The difference in capacity between even a large HMA plant and a terminal is obvious. Terminals must have the ability to offload about 100 crude oil rail cars at a time with capacities of 680 to 720 barrels each to fill just one of the smaller tanks at the facility.
In many cases, terminals also require the ability to offload barges or tanker ships. Capacities of these vary widely, though it is common for inland river barges to have capacities from 10,000 to 30,000 barrels.
Barges typically provide their own heating to lower the viscosity of the AC. Most barges have an on-board thermal oil heater for this purpose. These heaters operate much like hot oil heaters at HMA plants, but at considerably higher outputs. Barge heaters of 8 million Btu/hour and higher outputs are common. Because the barge provides its own heating, the offloading lines at the terminal may require only electric trace heating.
Terminals, like asphalt plants and barges, must also have their own heating systems for the asphalt storage tanks and piping.
Though terminal sizes and their heating requirements vary widely, heaters at terminals are almost universally higher-output heaters than those on barges.

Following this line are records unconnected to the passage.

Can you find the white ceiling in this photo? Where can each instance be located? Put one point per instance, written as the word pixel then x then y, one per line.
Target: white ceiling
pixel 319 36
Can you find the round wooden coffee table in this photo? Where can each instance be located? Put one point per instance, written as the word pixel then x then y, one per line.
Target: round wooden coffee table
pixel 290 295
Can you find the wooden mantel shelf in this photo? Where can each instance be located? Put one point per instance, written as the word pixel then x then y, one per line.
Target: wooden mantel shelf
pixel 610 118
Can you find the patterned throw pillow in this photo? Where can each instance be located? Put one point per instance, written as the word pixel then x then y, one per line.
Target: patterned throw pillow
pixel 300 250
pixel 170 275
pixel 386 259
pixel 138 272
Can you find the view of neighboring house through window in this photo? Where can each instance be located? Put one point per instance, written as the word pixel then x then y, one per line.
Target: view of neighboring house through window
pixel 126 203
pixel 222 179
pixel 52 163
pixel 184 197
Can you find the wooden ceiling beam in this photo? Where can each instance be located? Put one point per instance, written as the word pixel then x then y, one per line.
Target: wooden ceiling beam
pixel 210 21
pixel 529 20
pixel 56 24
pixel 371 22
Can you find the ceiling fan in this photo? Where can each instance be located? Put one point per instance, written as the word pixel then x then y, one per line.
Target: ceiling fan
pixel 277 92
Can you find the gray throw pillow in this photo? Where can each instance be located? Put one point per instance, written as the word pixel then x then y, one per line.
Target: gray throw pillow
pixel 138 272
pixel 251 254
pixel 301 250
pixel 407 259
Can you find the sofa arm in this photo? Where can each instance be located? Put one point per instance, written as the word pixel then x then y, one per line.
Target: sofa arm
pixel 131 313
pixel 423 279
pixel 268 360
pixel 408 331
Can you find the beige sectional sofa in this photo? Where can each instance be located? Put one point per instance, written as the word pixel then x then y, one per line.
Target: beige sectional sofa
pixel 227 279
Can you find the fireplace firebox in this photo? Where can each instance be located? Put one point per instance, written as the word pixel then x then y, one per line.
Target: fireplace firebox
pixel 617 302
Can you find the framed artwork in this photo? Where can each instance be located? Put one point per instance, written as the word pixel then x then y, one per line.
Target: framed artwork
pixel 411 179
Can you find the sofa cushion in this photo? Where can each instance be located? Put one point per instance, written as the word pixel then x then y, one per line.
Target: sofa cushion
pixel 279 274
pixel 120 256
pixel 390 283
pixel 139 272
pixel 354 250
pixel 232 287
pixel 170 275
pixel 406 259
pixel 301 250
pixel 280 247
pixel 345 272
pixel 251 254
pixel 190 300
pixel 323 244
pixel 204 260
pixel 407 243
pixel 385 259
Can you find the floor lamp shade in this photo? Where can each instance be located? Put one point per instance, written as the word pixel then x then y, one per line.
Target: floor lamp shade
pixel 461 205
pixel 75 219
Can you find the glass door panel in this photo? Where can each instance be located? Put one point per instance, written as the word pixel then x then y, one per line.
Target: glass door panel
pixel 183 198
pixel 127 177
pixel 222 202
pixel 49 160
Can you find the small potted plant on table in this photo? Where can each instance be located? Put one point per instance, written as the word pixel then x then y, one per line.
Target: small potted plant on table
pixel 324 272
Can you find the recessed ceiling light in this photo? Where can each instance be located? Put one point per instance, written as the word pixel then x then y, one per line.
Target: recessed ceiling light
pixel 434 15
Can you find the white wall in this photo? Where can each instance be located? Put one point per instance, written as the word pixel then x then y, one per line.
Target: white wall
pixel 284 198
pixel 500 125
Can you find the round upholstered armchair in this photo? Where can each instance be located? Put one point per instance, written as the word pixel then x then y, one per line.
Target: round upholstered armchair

Many terminals use twin thermal oil heaters that can be used individually or in tandem.
It is also common for terminals to use a combination of both thermal oil heaters and boilers.
For reasons of sheer economy, terminals typically maintain their stores of liquid asphalt at temperatures well below end-use temperatures. It is simply more cost-effective to store bulk quantities of asphalt at the minimum temperature required to pump it. That can be as low as 250 degrees F, though most terminals store it at slightly higher temperatures.
When end-users require the asphalt to be delivered at higher temperatures, the asphalt is routed through a booster heater before being loaded into tanker trucks for delivery. Booster heaters can come in the form of fired heaters or heat exchangers. In either case, the role of the booster heater is to rapidly boost the temperature of the asphalt as it flows from storage to the load-out rack.
Some load-out racks include systems that inject a small amount of silicone into the tanker right before the asphalt is loaded. This is to prevent the asphalt from foaming in the event that there is any water inside the tanker.
In addition to selling various performance-grade (PG) asphalts, many terminals also produce and sell asphalt emulsions. Asphalt emulsions are created by blending liquid asphalt with smaller percentages of water. Because these two substances naturally tend to separate, specialized equipment is needed to blend them together and store them. For this reason, it is common for a terminal to have an on-site emulsion blending plant.
The emulsion blending plant has its own dedicated tanks for asphalt, water, and any additional emulsifying agents used in the process. The liquid asphalt is passed through a colloid mill to shear it into smaller droplets that are able to blend more easily with the water. Due to the nature of water and asphalt to separate, storing emulsions poses an additional hurdle. To overcome this, additional chemical additives are injected to give the water and asphalt molecules an electrical charge… either all-negative (anionic emulsions), or all-positive (cationic emulsions). The like charges repel one another (as with two magnets), and this helps the emulsion remain in storage without separating prior to loadout.
As paving specs become more stringent in different parts of the country, terminals are providing a broader range of specialized products. In addition to various PG asphalts and asphalt emulsions, an increasing number of terminals are also producing polymer-modified and rubberized asphalts on-site.